The liberals path to appeasement on Iran
Tony Blankley:
The Western response to the threat of Iran gaining nuclear weapons is tracking dangerously toward appeasement and failure. It is not yet inevitable? President Bush has insisted in two State of the Union addresses, and currently, that he will not permit it to happen. But most government officials in Europe and here, and of course the dominant media are already deeply into resignation, rationalization and denial. Indeed, in the last couple of years the absolute exclusion of a military option has become the only "respectable" posture among both European and American officials and senior media personages.And, many are ready to do it again. While the offers may not be enough for the Iranians they are already too much of a reward for Iran's bad conduct. The offers are only defsible on the proposition that they show Iran is acting in bad faith and is not really interested in the peaceful use of nuclear power, but is really interested in developing weapons. To the extent they prove to the anti war pukes what Iran's true intent is, the offers are somewhat useful. It is not that the refusal of Iran to accept the offers will persuade the anti war crowd, it just takes away one of their arguments for doing nothing.
This rationalizing mentality was epitomized by the statement of Gen. Barry McCaffrey on "Meet the Press" last Sunday. The general is a usually level-headed and deeply experienced senior statesman. He has criticized President Bush's policies where he disagrees with them, but he is not anti-Bush. His statement is worth reading carefully.

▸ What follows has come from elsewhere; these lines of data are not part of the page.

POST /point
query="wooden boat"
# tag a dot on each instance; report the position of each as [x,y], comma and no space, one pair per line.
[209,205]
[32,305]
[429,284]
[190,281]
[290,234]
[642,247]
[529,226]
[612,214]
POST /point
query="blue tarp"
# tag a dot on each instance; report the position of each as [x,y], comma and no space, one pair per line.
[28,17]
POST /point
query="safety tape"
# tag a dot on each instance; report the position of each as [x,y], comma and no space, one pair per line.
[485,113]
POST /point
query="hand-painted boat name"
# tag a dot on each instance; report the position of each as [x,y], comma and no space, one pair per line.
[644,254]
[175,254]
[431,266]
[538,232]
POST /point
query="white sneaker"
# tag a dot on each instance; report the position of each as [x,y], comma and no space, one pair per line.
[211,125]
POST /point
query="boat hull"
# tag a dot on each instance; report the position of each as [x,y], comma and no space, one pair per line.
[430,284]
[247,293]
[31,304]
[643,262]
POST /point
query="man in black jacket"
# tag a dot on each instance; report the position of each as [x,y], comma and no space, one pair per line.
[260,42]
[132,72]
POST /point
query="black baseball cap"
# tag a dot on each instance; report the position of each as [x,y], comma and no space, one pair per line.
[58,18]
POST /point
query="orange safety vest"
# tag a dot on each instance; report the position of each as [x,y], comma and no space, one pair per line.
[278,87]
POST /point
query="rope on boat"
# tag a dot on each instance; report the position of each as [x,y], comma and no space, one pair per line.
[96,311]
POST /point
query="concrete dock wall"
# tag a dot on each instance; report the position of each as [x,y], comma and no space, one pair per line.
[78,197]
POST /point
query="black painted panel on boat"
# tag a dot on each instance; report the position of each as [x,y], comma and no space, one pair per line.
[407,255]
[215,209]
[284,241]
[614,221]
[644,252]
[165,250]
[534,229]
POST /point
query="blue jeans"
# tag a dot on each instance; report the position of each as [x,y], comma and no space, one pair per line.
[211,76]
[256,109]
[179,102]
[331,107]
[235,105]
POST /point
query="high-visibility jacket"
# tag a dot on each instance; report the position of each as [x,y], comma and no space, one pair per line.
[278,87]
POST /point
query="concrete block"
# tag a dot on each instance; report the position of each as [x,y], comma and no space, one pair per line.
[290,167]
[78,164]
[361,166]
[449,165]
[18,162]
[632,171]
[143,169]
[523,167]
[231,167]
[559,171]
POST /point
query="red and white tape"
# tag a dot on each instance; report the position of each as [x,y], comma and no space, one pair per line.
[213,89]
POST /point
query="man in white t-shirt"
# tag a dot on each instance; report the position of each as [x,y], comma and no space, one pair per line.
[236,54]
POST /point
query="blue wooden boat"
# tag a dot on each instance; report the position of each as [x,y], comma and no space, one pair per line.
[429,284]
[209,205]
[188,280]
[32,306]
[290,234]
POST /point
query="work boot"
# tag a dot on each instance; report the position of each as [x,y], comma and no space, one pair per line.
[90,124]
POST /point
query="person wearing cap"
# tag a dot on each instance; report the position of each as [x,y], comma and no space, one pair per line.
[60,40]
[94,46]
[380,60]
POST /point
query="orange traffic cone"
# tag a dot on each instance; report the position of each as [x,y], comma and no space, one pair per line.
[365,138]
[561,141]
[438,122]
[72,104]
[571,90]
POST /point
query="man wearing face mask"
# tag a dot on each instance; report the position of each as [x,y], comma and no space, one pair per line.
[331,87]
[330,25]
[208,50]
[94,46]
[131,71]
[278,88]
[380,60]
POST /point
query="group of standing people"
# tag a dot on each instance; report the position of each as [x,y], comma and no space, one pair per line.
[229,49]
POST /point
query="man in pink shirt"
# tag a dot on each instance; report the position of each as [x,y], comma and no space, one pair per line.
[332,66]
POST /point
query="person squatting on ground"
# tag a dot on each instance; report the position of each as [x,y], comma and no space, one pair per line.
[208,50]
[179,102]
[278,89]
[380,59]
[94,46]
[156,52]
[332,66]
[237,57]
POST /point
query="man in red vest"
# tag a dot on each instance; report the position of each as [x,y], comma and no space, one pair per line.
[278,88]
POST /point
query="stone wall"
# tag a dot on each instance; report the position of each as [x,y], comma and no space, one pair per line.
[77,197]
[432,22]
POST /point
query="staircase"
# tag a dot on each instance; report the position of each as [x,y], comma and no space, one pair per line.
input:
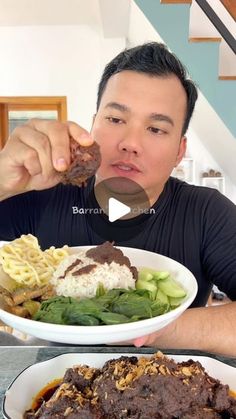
[171,21]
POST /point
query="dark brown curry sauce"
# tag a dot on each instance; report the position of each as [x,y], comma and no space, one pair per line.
[45,393]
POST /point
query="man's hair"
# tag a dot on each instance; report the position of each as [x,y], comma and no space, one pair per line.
[155,59]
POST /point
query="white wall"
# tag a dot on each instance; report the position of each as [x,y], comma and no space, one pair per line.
[56,61]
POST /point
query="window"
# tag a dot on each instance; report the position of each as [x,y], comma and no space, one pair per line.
[15,111]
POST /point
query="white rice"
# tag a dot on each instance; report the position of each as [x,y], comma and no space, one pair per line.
[110,275]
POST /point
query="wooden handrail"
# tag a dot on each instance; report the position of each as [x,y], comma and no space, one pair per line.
[230,5]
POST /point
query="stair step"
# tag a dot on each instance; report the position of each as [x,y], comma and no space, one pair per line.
[204,39]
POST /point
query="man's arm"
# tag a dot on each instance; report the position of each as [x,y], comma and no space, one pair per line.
[211,329]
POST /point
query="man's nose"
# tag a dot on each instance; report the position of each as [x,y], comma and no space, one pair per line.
[131,143]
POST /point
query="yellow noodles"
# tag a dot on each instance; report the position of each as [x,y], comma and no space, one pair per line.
[27,264]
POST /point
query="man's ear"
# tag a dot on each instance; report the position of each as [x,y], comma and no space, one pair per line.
[94,116]
[182,150]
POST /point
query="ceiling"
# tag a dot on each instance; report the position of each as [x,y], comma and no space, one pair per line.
[111,16]
[49,12]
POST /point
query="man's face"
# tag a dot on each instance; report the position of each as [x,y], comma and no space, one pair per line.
[138,126]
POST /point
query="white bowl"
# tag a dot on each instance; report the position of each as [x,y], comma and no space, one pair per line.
[29,382]
[90,335]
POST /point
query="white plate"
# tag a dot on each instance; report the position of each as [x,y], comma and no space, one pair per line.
[88,335]
[28,383]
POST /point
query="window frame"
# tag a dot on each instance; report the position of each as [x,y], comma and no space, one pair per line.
[29,103]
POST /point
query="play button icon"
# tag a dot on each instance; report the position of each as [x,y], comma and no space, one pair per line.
[117,209]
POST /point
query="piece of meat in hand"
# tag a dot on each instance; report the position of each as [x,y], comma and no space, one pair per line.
[84,163]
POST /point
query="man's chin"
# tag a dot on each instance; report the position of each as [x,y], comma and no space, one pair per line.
[122,185]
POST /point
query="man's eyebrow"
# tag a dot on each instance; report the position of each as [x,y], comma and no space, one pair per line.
[117,106]
[154,116]
[161,117]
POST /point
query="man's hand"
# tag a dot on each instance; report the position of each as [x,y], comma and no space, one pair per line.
[35,153]
[211,329]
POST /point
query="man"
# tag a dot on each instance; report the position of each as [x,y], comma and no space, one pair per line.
[145,102]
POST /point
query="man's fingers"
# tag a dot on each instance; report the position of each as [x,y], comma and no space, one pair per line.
[58,139]
[79,134]
[38,150]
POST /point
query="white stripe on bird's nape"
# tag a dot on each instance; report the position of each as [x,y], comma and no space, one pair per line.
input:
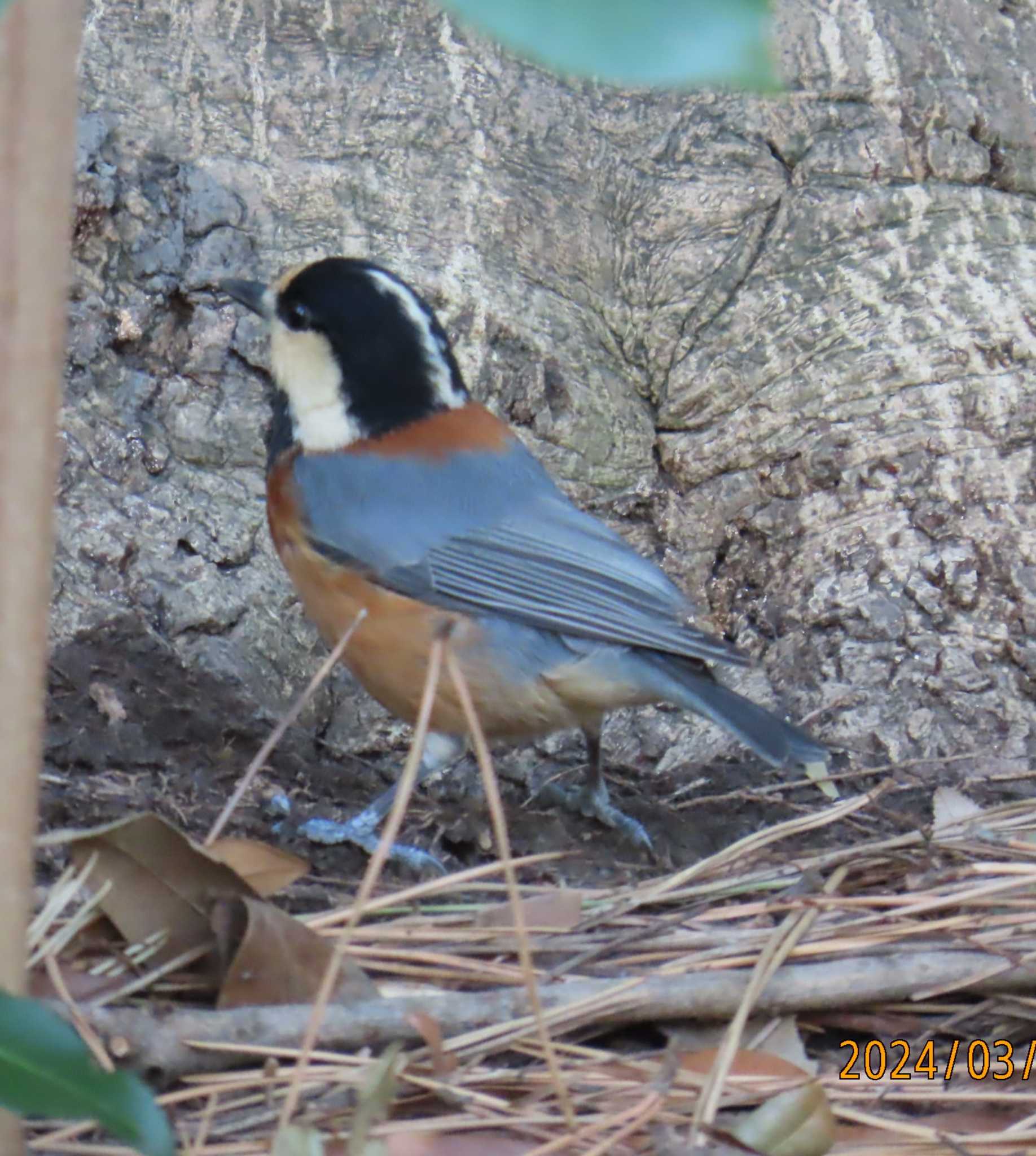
[435,345]
[305,369]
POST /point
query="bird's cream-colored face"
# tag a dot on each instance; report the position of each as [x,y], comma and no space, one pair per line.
[305,369]
[354,352]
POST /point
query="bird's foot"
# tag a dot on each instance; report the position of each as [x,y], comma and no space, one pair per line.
[362,834]
[362,831]
[592,802]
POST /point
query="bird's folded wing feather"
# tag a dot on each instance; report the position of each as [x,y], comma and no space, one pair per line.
[485,532]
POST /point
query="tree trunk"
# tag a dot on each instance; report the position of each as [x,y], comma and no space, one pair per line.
[783,343]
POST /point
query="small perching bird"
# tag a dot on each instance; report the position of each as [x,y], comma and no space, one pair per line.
[390,491]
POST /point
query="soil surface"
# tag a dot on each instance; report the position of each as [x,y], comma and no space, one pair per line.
[129,733]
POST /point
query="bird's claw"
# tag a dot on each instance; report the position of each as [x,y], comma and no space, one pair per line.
[594,803]
[362,833]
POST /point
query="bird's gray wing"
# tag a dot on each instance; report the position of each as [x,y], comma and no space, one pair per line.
[490,533]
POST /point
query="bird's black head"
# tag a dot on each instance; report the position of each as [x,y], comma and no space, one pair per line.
[354,352]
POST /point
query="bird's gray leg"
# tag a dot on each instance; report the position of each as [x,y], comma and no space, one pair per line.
[362,829]
[592,798]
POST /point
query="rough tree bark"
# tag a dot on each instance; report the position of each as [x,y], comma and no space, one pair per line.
[784,343]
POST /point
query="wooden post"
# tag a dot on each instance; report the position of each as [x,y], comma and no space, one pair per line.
[38,45]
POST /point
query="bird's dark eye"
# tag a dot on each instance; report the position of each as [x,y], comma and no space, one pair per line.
[297,316]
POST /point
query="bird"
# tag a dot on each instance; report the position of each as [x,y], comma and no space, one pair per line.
[392,492]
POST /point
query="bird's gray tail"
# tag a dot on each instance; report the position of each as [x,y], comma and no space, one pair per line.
[769,737]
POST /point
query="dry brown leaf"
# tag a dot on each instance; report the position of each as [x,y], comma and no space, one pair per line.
[457,1144]
[432,1032]
[746,1064]
[794,1123]
[557,911]
[162,883]
[267,870]
[374,1103]
[272,958]
[782,1039]
[80,985]
[297,1141]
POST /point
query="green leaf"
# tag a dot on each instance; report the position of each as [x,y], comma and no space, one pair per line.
[45,1070]
[638,42]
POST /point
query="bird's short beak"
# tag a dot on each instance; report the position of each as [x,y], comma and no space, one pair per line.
[251,294]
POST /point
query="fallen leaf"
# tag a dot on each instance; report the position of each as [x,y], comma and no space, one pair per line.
[794,1123]
[270,957]
[457,1144]
[783,1040]
[45,1070]
[556,911]
[374,1101]
[267,870]
[863,1138]
[432,1032]
[108,702]
[952,808]
[162,883]
[819,773]
[747,1063]
[295,1140]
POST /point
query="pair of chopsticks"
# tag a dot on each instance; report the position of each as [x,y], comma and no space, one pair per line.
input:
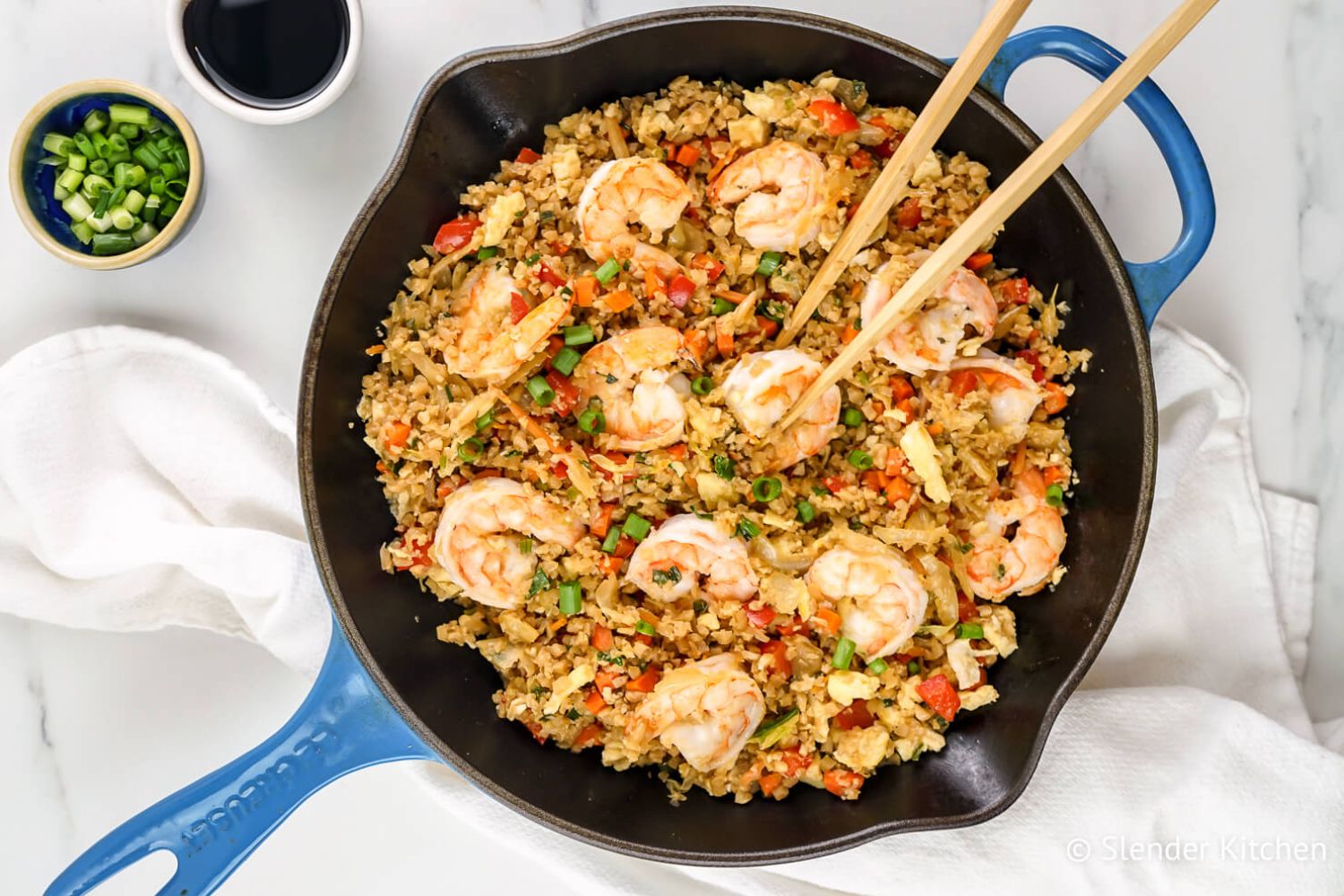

"Mr. Russert: "So it's inevitable they get the nuclear bomb, in your opinion?" Gen McCaffrey: "I think so. I think they're going nuclear five, 10 years from now. We'll be confronted. And that's not a good outcome. That argues that perhaps Saudi money and Egyptian technology gets a Arab Sunni bomb to confront the Persian Shia bomb. None of us want to see proliferation in the Gulf. This is a time for serious diplomatic intervention." The last sentence calling for diplomacy is such a feeble, mantra-like invocation of a hopeless solution when preceded by his confident statements that he thinks they want the bomb and will get it. Virtually no one believes Iran only wants peaceful nuclear generation. Neither do serious people believe that enactable economic and diplomatic sanctions will deflect the Iranians from their objective.
Thus, the offer on the table — to give them peaceful nuclear technology or threaten them with non-military sanction — suffers from providing a "carrot that is not tempting and a stick that is not threatening" (the quote is from Ian Kershaw's "Making Friends with Hitler"). This evolving mental path to appeasement mirrors in uncanny detail a similar path taken by the British government to Hitler in the 1930s.
Contrary to popular history, the British government was under little illusion concerning Hitler's nature and objectives in the early 1930s.
Those illusions only emerged as mental rationalizations later in the 1930's.
In April 1933, just three months after Hitler became chancellor of Germany, the British government presciently assessed the man and his plans. The outgoing British ambassador to Germany, Sir Horace Rumbold, who had been closely observing Hitler for years, reported back to London in a special dispatch to the prime minister on April 26, 1933. He warned his government to take "Mein Kampf" seriously.
He assessed that Hitler would resort to periodic peaceful claims "to induce a sense of security abroad." But that he planned to expand into Russia and "would not abandon the cardinal points of his program," but would seek to "lull adversaries into such a state of coma that they will allow themselves to be engaged one by one." The ambassador was sure that "a deliberate policy is now being pursued, whose aim was to prepare Germany militarily before her adversaries could interfere." He also warned that Hitler personally believed in his violent anti-Semitism and that it was central to his government policy. Back in London, Major General A.C. Temperley briefed the prime minister on the Rumbold dispatch that if Britain did not stop Hitler right away, the alternative was "to allow things to drift for another five years, by which time ... war seems inevitable." In the event, general war in Europe came in six years, not five.
But because the British people, still under the sway of their memory of WWI, were against military action, and because the politicians wanted to spend precious tax revenues on domestic programs, they walked away from their own good judgment.